Redacción Minuta Legislativa
El Congreso de la Ciudad de México aprobó una reforma integral para fortalecer las sanciones contra el delito de despojo y actualizar las agravantes relacionadas. La iniciativa, impulsada por la jefa de Gobierno, Clara Brugada, fue aprobada por unanimidad e incluye ajustes al Código Penal, Código Civil, Ley Registral y Ley del Notariado.
Con esta modificación, las penas por despojo aumentan de seis a 11 años de prisión —uno más que antes— además de multas de 200 a mil UMA. Sin embargo, en casos agravados, como cuando la víctima es mayor de 60 años, participan servidores públicos, hay parentesco entre agresor y afectado, se usan documentos falsos o interviene un notario, la pena puede elevarse hasta 22 años de cárcel.
La reforma también establece nuevas medidas para combatir la simulación jurídica.

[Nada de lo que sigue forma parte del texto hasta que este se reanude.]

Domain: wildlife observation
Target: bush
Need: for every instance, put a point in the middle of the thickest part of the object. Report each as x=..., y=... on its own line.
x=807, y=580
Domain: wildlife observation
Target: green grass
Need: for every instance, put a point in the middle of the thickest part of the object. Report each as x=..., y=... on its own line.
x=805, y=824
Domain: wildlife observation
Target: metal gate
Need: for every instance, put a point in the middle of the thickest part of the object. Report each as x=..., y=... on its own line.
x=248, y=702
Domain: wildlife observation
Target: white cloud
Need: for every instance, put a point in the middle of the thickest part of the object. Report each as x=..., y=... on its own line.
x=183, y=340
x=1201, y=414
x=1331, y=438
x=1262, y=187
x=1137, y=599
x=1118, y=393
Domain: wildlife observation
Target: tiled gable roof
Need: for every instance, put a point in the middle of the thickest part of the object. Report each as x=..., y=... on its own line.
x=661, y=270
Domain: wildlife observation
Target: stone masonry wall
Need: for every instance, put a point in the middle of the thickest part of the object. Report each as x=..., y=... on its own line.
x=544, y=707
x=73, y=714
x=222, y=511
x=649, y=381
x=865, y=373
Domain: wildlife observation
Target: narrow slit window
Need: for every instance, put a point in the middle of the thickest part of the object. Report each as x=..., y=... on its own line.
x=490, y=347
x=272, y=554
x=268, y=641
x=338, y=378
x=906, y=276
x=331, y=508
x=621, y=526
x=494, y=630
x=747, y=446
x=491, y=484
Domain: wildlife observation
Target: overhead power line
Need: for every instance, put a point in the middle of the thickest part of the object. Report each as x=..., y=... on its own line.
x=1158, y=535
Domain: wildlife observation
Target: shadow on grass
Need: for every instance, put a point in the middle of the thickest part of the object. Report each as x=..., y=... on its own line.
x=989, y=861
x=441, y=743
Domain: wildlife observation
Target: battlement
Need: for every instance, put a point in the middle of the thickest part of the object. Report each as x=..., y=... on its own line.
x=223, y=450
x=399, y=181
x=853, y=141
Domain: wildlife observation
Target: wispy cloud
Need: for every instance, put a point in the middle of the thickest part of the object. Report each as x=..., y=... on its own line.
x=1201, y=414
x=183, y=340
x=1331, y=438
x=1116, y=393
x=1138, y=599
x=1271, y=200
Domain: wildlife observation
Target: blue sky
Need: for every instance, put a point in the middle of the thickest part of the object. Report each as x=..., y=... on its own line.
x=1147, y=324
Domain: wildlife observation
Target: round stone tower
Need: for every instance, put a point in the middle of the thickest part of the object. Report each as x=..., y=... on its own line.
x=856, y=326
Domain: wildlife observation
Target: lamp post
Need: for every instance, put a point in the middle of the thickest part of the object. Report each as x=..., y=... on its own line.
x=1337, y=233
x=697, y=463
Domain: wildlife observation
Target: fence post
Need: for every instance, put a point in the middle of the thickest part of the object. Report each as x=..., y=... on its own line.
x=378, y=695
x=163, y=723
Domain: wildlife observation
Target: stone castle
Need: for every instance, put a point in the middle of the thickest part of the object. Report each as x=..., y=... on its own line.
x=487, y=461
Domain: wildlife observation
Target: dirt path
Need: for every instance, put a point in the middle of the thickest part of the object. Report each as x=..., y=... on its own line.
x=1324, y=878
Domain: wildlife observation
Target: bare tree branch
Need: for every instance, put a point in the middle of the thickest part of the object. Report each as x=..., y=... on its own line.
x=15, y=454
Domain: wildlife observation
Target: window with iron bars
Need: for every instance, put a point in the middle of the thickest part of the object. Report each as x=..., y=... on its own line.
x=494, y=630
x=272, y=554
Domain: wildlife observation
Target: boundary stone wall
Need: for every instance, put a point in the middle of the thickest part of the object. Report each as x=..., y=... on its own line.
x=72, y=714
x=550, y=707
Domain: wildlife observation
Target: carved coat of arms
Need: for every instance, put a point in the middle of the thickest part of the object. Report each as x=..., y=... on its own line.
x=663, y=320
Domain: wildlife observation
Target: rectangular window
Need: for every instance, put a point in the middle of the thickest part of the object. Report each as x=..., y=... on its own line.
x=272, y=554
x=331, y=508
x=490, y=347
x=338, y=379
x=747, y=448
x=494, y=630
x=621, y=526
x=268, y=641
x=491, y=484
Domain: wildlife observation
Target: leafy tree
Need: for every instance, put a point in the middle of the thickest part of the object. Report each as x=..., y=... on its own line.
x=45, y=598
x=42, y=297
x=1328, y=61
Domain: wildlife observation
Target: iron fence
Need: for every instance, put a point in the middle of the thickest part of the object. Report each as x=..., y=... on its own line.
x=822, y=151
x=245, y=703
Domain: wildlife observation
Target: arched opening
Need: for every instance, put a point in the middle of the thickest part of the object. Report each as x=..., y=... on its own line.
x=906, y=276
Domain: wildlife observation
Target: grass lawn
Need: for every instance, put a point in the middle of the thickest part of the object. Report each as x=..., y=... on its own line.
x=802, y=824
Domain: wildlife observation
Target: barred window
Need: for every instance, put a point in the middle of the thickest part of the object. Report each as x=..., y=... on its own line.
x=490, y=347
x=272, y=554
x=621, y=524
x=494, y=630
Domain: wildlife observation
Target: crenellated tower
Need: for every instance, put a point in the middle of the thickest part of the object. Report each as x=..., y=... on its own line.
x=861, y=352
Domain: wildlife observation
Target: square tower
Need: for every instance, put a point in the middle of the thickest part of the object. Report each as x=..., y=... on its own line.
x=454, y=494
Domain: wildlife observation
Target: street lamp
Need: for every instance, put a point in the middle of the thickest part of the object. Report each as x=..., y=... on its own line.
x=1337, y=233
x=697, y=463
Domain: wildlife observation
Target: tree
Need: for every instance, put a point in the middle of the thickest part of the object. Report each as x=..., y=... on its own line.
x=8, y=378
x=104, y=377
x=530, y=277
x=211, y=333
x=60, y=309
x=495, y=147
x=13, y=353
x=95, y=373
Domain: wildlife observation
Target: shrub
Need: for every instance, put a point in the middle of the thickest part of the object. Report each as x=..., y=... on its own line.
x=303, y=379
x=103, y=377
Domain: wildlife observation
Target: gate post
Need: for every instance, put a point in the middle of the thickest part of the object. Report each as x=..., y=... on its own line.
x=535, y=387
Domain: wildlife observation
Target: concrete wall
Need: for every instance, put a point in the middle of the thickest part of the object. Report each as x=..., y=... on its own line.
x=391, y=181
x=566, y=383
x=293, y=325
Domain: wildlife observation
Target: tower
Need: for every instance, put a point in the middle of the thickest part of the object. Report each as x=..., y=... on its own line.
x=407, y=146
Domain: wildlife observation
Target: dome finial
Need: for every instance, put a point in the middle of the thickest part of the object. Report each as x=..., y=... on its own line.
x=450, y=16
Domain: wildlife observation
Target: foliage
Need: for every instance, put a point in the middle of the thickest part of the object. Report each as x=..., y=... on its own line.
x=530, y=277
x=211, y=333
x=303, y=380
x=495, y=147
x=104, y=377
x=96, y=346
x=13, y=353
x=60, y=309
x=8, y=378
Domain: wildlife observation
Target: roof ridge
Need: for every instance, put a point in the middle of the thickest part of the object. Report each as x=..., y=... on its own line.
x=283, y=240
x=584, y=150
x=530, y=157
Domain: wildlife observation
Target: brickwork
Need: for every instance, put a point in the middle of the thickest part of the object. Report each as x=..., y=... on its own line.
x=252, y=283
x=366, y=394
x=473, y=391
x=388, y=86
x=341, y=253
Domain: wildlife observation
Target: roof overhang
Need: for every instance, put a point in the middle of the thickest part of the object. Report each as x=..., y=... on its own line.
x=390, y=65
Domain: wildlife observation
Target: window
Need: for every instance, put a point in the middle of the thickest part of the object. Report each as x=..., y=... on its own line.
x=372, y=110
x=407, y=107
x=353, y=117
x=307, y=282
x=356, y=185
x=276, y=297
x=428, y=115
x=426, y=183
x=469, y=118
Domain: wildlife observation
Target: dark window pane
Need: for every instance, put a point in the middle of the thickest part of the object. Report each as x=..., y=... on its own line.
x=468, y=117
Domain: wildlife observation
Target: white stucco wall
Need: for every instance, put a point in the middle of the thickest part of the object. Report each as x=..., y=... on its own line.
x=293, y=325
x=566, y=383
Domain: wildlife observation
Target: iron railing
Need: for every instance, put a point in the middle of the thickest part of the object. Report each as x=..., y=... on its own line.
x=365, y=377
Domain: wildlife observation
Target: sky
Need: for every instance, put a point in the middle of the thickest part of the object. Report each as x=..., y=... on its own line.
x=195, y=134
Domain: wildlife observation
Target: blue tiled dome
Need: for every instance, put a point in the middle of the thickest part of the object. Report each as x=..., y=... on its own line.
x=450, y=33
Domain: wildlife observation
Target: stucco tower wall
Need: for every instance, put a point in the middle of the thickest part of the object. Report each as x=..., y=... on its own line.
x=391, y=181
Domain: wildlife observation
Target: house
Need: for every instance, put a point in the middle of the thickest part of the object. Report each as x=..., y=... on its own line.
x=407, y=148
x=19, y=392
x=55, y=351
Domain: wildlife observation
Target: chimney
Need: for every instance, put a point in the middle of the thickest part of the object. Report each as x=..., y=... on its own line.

Se presumirá mala fe cuando la posesión de un inmueble derive de actos simulados, títulos inválidos o contratos que no hayan sido inscritos deliberadamente. Asimismo, responsabiliza a notarios que, por negligencia o mala fe, contribuyan a despojos.
Diputados de diversas bancadas coincidieron en que esta actualización atiende una problemática creciente: se registran alrededor de 12 casos diarios en la capital. Además de endurecer sanciones, la reforma busca blindar la legalidad en procesos registrales y frenar prácticas que afectan la dignidad y patrimonio de miles de familias.